🤖 AI Summary
This work addresses the issue of cumulative reconstruction error in diffusion inversion caused by suboptimal time-step selection. The authors uncover a parabolic distribution pattern of inversion error across time steps and propose a plug-and-play, non-uniform time-step scheduling strategy that incurs no additional parameters or computational overhead. By integrating global scaling with local dynamic programming-based rescheduling, the method optimizes computational resource allocation within accelerated inversion frameworks such as DDIM. Experimental results demonstrate that the proposed approach significantly enhances the accuracy of existing inversion techniques in both image reconstruction and editing tasks, exhibiting strong generalizability and effectiveness.
📝 Abstract
Diffusion inversion, which maps images back to the Gaussian latent space of a diffusion model, is a critical task for image reconstruction and editing. While DDIM enables fast deterministic inversion, it inherently introduces deviations that accumulate into noticeable inversion errors. Existing methods often address this by solving a fixed-point problem but largely overlook how the selection of the diffusion timestep in the noise scheduler influences inversion fidelity.
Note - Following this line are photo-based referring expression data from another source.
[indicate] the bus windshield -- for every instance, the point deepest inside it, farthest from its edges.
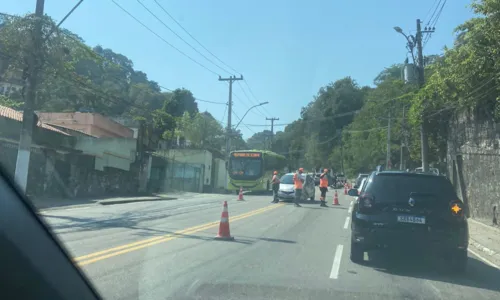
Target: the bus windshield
(245, 168)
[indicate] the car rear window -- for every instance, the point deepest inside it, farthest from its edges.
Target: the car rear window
(287, 179)
(397, 188)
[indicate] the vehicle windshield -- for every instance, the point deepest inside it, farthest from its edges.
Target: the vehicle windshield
(245, 167)
(391, 188)
(142, 131)
(287, 179)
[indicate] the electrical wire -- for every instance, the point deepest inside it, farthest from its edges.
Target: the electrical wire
(177, 35)
(162, 39)
(199, 43)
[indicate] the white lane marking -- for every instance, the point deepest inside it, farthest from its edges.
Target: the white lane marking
(484, 259)
(334, 274)
(346, 224)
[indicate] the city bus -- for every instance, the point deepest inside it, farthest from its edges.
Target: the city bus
(253, 169)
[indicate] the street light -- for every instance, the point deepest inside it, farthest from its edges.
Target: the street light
(260, 104)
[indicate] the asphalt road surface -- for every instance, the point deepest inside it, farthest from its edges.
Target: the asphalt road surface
(166, 250)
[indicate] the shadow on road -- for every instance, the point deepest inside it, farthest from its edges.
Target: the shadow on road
(237, 239)
(478, 274)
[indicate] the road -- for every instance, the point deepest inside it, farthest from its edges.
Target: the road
(166, 250)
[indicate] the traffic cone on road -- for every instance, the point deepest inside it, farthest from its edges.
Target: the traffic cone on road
(335, 199)
(240, 195)
(224, 232)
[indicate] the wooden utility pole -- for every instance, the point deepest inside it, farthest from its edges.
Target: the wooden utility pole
(229, 132)
(272, 130)
(231, 79)
(30, 75)
(421, 81)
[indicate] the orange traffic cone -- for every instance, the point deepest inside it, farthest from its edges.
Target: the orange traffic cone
(240, 195)
(224, 233)
(335, 199)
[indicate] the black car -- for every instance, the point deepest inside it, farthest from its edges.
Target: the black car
(418, 211)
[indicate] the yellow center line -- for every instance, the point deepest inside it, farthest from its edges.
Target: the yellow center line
(104, 254)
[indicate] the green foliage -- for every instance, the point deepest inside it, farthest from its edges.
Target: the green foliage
(74, 77)
(6, 101)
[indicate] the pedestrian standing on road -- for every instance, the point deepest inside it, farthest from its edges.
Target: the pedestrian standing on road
(276, 186)
(298, 184)
(323, 187)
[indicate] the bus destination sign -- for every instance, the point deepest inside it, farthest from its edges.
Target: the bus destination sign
(246, 154)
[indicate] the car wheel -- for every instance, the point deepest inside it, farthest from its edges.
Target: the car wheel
(458, 261)
(357, 253)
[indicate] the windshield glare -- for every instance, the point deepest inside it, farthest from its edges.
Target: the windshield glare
(287, 179)
(246, 166)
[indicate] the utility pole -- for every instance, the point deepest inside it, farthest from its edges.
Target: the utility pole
(403, 137)
(421, 81)
(229, 132)
(231, 79)
(388, 155)
(272, 130)
(29, 95)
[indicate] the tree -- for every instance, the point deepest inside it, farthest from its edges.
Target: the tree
(181, 100)
(201, 130)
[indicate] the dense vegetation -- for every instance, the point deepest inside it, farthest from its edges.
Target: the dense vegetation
(344, 123)
(75, 77)
(463, 80)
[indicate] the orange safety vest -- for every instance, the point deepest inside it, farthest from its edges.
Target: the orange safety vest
(323, 181)
(297, 182)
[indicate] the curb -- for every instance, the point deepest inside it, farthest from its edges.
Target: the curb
(112, 202)
(482, 248)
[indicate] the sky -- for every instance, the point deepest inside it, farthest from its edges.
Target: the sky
(286, 50)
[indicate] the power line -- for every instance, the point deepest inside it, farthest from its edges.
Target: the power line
(206, 49)
(187, 32)
(246, 95)
(177, 35)
(164, 40)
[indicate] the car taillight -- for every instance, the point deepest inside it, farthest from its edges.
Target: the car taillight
(457, 208)
(365, 203)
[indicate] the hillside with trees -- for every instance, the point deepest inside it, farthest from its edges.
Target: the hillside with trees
(76, 77)
(347, 123)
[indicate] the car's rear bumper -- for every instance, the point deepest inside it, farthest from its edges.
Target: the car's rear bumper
(429, 239)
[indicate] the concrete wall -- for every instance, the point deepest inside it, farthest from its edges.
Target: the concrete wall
(473, 162)
(117, 153)
(54, 175)
(90, 123)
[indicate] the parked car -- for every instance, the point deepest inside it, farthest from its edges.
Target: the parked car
(420, 211)
(287, 190)
(432, 170)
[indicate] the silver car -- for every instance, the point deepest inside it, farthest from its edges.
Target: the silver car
(287, 190)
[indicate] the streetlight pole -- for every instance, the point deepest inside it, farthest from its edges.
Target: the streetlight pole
(260, 104)
(412, 42)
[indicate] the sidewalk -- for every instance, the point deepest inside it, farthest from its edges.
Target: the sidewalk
(485, 240)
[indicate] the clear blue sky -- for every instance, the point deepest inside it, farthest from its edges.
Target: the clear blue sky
(285, 49)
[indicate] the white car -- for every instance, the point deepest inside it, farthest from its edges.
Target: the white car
(287, 190)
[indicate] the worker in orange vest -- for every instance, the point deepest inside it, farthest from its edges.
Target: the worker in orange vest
(298, 184)
(323, 187)
(275, 181)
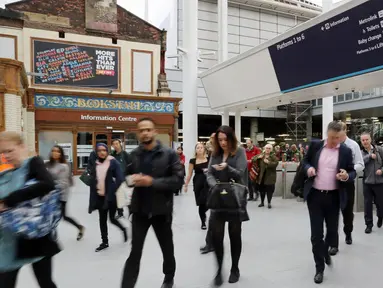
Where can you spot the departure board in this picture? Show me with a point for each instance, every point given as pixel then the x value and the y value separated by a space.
pixel 346 45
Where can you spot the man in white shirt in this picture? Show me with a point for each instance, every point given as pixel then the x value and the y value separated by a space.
pixel 348 211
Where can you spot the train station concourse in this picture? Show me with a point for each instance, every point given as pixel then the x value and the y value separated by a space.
pixel 276 251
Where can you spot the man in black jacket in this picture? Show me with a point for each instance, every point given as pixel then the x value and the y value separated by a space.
pixel 155 172
pixel 123 158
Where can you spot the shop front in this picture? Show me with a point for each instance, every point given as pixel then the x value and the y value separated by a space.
pixel 78 122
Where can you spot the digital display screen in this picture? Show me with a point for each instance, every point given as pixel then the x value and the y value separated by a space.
pixel 344 46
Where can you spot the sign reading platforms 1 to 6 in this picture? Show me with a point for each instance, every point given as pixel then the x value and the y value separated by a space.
pixel 346 45
pixel 70 64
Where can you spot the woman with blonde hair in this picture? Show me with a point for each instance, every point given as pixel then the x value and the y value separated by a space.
pixel 199 165
pixel 16 251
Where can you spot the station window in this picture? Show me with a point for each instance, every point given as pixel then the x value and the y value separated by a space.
pixel 84 148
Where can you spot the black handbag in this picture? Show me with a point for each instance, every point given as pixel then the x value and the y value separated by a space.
pixel 227 196
pixel 86 178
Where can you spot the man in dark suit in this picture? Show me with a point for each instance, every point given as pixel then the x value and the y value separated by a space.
pixel 329 166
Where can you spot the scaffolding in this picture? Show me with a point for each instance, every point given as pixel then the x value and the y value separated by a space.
pixel 298 121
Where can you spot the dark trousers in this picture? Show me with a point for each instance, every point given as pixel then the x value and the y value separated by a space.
pixel 162 225
pixel 202 213
pixel 42 270
pixel 103 213
pixel 372 193
pixel 266 190
pixel 323 207
pixel 67 218
pixel 209 233
pixel 218 233
pixel 348 215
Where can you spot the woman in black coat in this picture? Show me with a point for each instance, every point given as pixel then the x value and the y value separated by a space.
pixel 106 177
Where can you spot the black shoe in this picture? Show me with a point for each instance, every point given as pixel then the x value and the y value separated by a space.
pixel 168 284
pixel 125 234
pixel 348 239
pixel 80 234
pixel 333 251
pixel 102 246
pixel 207 249
pixel 234 277
pixel 318 278
pixel 218 280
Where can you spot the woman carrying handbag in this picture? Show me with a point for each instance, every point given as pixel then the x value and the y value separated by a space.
pixel 17 251
pixel 227 178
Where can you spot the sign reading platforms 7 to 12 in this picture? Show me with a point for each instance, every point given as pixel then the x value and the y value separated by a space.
pixel 70 64
pixel 344 46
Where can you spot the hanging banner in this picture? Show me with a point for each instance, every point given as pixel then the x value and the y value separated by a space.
pixel 71 64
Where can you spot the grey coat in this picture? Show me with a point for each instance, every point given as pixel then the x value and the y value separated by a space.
pixel 236 169
pixel 371 165
pixel 61 173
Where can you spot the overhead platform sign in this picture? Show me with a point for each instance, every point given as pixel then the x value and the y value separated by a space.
pixel 309 59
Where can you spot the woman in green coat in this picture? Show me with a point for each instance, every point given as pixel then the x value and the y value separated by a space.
pixel 267 176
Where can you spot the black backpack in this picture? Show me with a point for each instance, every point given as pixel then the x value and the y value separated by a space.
pixel 300 178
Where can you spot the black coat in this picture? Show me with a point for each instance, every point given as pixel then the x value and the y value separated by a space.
pixel 168 174
pixel 113 180
pixel 345 161
pixel 46 246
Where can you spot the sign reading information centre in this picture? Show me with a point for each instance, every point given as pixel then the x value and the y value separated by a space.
pixel 108 118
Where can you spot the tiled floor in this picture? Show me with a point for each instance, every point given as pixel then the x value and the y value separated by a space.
pixel 276 252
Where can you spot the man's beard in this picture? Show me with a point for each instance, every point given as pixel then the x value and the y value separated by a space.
pixel 148 142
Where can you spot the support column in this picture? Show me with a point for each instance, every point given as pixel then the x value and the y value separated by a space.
pixel 254 130
pixel 223 41
pixel 146 11
pixel 30 130
pixel 189 77
pixel 222 30
pixel 226 118
pixel 327 102
pixel 238 125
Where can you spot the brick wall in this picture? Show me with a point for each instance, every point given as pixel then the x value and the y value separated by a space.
pixel 130 27
pixel 12 108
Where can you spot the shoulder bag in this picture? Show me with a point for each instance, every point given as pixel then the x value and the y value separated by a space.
pixel 227 196
pixel 35 218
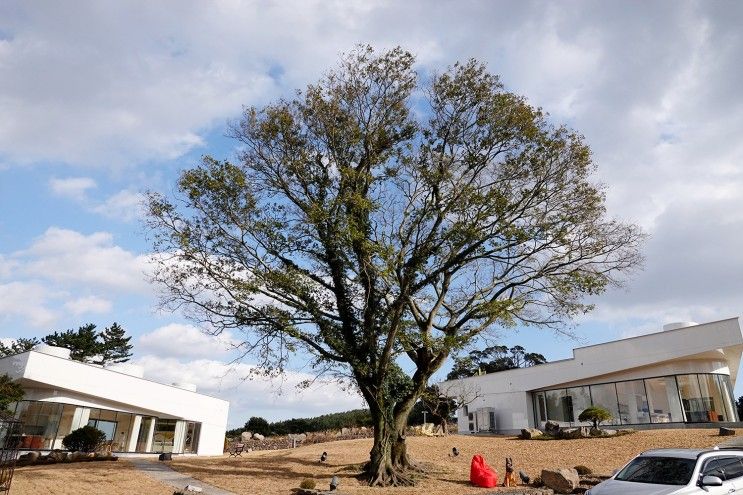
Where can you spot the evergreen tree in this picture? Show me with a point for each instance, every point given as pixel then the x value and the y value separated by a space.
pixel 83 343
pixel 10 391
pixel 115 345
pixel 19 345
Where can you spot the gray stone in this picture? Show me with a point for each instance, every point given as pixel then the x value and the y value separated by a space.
pixel 561 480
pixel 529 433
pixel 552 428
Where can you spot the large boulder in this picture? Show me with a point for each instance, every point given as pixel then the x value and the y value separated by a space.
pixel 529 433
pixel 561 480
pixel 552 428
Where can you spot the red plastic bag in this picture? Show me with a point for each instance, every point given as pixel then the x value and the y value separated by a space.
pixel 481 474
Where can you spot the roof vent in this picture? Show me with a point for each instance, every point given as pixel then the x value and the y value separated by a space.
pixel 679 324
pixel 51 350
pixel 127 369
pixel 185 386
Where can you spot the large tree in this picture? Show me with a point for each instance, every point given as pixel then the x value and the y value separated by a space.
pixel 376 218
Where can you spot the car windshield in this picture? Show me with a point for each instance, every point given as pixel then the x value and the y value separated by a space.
pixel 658 470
In this work, we reveal that the deviation scale in diffusion inversion is strongly dependent on the timestep size, and exhibits a parabolic trend, with larger errors concentrated at both small and large timesteps. Based on this finding, we propose a simple yet effective nonuniform timestep scheduler that integrates a global rescaling with a local dynamic programming based rescheduling, enabling a strategic allocation of computational effort that minimizes the overall inversion error and preserves higher inversion accuracy. Our method serves as an off-the-shelf enhancement for existing inversion techniques and requires no extra parameters or computational overhead. Through extensive experiments, we verify that integrating our scheduler consistently boosts the performance of existing inversion methods, achieving superior results in image reconstruction and editing.